Adjuvant Opdivo Combo Improves Survival Outcomes in Advanced Head and Neck Cancer

June 1, 2025
Ariana Pelosci

Adjuvant Opdivo, cisplatin and radiotherapy improved DFS vs other treatment among those with locally advanced squamous cell carcinoma of the head and neck.

Among patients who are at high risk of relapse with locally advanced squamous cell carcinoma of the head and neck, adjuvant Opdivo (nivolumab) with cisplatin and radiotherapy significantly improved disease-free survival compared with other treatments, according to data from the phase 3 NIVOPOSTOP trial which were shared in a presentation at the 2025 ASCO Annual Meeting.

At the data cutoff of April 30, 2024, 252 disease-free survival events were recorded. The median follow-up was 30.3 months. The 3-year disease-free survival rate was 63.1% in the Opdivo arm and 52.5% for patients in the standard of care arm, which was cisplatin plus radiotherapy.

Of note, the 12-month disease-free survival rate was 71.7% versus 64.7%, and the 24-month rates were 64.9% versus 56.2% in the Opdivo and standard of care arms, respectively.

The cumulative incidence of loco-regional relapse at 1 year was 11% versus 16%, at 2 years it was 12% versus 19%, and at 3 years it was 13% versus 20% between the Opdivo and standard of care arms, respectively.

“Post-operative Opdivo added to standard of care cisplatin-[radiotherapy] improved patient outcomes for resected high-risk locally advanced squamous cell carcinoma of the head and neck, that could be proposed as a new standard treatment,” Dr. Jean Bourhis, professor and chief of radiation oncology at the Lausanne University Hospital in Lausanne, Switzerland; medical director of GORTEC; and principal investigator of the study, said during the presentation.

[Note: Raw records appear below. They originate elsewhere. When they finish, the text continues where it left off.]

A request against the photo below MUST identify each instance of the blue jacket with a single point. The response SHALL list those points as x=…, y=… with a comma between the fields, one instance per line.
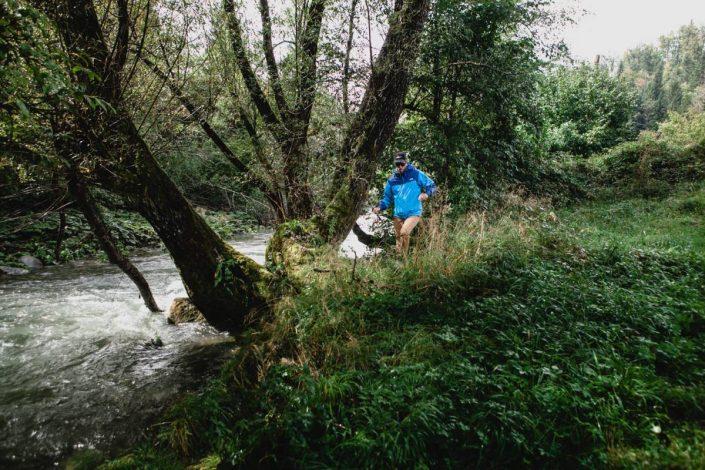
x=404, y=190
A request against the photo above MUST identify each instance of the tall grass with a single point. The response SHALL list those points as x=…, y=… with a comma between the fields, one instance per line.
x=508, y=338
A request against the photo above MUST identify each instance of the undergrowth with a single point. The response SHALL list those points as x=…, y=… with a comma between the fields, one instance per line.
x=505, y=339
x=36, y=234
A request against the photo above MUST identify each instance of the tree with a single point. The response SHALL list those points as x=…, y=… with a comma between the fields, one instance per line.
x=589, y=110
x=223, y=284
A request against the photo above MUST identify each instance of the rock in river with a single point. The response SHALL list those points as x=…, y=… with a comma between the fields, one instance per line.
x=10, y=271
x=31, y=262
x=183, y=311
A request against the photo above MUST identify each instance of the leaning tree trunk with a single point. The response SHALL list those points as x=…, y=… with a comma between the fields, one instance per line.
x=223, y=284
x=374, y=124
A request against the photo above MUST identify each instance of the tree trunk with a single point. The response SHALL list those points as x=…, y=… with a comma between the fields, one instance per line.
x=346, y=62
x=374, y=124
x=90, y=210
x=224, y=285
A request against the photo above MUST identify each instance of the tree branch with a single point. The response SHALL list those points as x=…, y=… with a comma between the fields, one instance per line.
x=269, y=57
x=309, y=52
x=120, y=47
x=243, y=62
x=348, y=50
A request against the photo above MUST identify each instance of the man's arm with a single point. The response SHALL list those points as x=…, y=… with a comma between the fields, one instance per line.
x=386, y=199
x=427, y=184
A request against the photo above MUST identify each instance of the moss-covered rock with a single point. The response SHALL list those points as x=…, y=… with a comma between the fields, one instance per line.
x=294, y=245
x=182, y=310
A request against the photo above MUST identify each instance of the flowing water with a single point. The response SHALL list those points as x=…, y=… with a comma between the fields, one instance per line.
x=75, y=368
x=75, y=371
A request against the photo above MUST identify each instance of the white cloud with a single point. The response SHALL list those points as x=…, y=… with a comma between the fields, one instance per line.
x=610, y=27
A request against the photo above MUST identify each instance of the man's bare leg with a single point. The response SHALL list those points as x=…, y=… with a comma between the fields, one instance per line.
x=404, y=233
x=398, y=224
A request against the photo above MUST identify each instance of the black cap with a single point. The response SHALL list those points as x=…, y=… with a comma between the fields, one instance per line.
x=401, y=157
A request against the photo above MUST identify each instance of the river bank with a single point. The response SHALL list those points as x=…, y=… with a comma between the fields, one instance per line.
x=36, y=235
x=530, y=336
x=78, y=358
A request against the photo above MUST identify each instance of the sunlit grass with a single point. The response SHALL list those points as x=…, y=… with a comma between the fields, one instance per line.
x=526, y=336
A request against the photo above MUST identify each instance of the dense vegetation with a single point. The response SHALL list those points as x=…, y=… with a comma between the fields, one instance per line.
x=551, y=311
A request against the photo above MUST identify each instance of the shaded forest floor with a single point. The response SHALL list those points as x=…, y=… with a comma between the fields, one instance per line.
x=36, y=234
x=524, y=336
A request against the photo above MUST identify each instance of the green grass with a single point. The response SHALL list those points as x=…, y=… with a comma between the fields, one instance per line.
x=25, y=236
x=523, y=338
x=672, y=223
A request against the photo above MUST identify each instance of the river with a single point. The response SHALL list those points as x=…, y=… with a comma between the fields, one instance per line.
x=76, y=371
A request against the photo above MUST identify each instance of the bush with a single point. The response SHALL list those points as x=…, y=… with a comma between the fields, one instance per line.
x=587, y=109
x=675, y=154
x=502, y=341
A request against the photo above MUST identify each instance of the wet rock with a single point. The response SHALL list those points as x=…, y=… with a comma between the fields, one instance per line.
x=154, y=343
x=182, y=310
x=31, y=262
x=10, y=271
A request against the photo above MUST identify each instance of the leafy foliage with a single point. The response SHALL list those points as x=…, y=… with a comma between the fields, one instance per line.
x=474, y=116
x=541, y=343
x=587, y=109
x=670, y=76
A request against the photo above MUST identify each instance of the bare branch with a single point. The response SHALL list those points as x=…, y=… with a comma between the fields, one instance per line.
x=348, y=50
x=269, y=57
x=243, y=62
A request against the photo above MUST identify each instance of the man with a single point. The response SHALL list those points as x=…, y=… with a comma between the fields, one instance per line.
x=407, y=188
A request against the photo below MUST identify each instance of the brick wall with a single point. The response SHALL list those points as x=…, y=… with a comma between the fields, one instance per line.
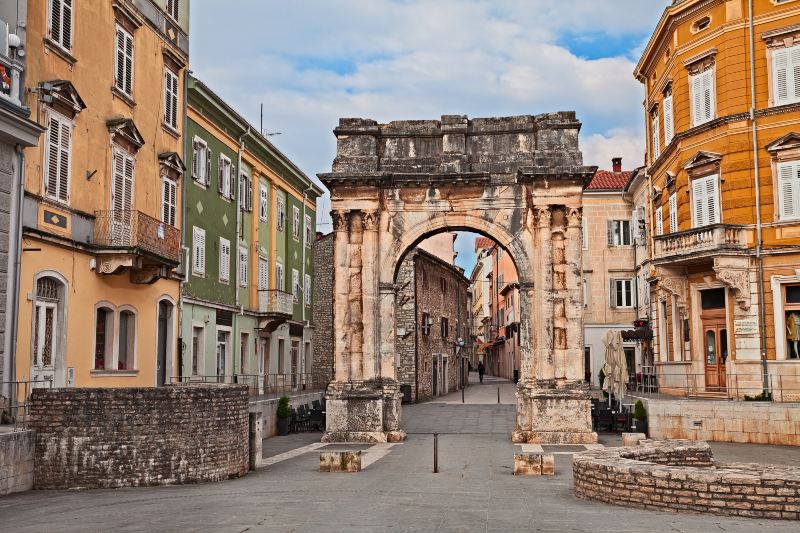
x=617, y=476
x=16, y=461
x=323, y=309
x=105, y=438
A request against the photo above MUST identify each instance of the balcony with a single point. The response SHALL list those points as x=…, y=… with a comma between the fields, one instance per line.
x=699, y=243
x=131, y=240
x=274, y=308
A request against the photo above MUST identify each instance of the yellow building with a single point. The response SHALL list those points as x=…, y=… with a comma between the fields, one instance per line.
x=723, y=122
x=102, y=238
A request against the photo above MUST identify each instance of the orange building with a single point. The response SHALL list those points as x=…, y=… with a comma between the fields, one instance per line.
x=722, y=106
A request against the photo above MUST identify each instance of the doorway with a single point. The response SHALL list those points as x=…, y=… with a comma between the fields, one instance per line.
x=715, y=338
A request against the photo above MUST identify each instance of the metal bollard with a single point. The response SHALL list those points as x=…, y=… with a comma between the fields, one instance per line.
x=435, y=453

The trial enrolled 680 patients and randomly assigned them to either the Opdivo group (332 patients) or the standard of care group (334 patients). Patients were given one dose of Opdivo at 240 milligrams (mg), followed by 360 mg of Opdivo every three weeks for three doses plus 100 mg/m2 of cisplatin every three weeks and immune-modulated radiotherapy at 66 Gy, followed by 480 mg of Opdivo every four weeks for six doses. The standard of care arm was given 100 mg/m2 of cisplatin every three weeks and immune-modulated radiotherapy at 66 Gy.

Patients were included in the trial if they were younger than 75, had an ECOG performance status of 0 or 1, and had SCC of the oral cavity, oropharynx, or hypopharynx with: complete macroscopic surgical resection, stage 3 or 4, or high-risk pathological features of relapse.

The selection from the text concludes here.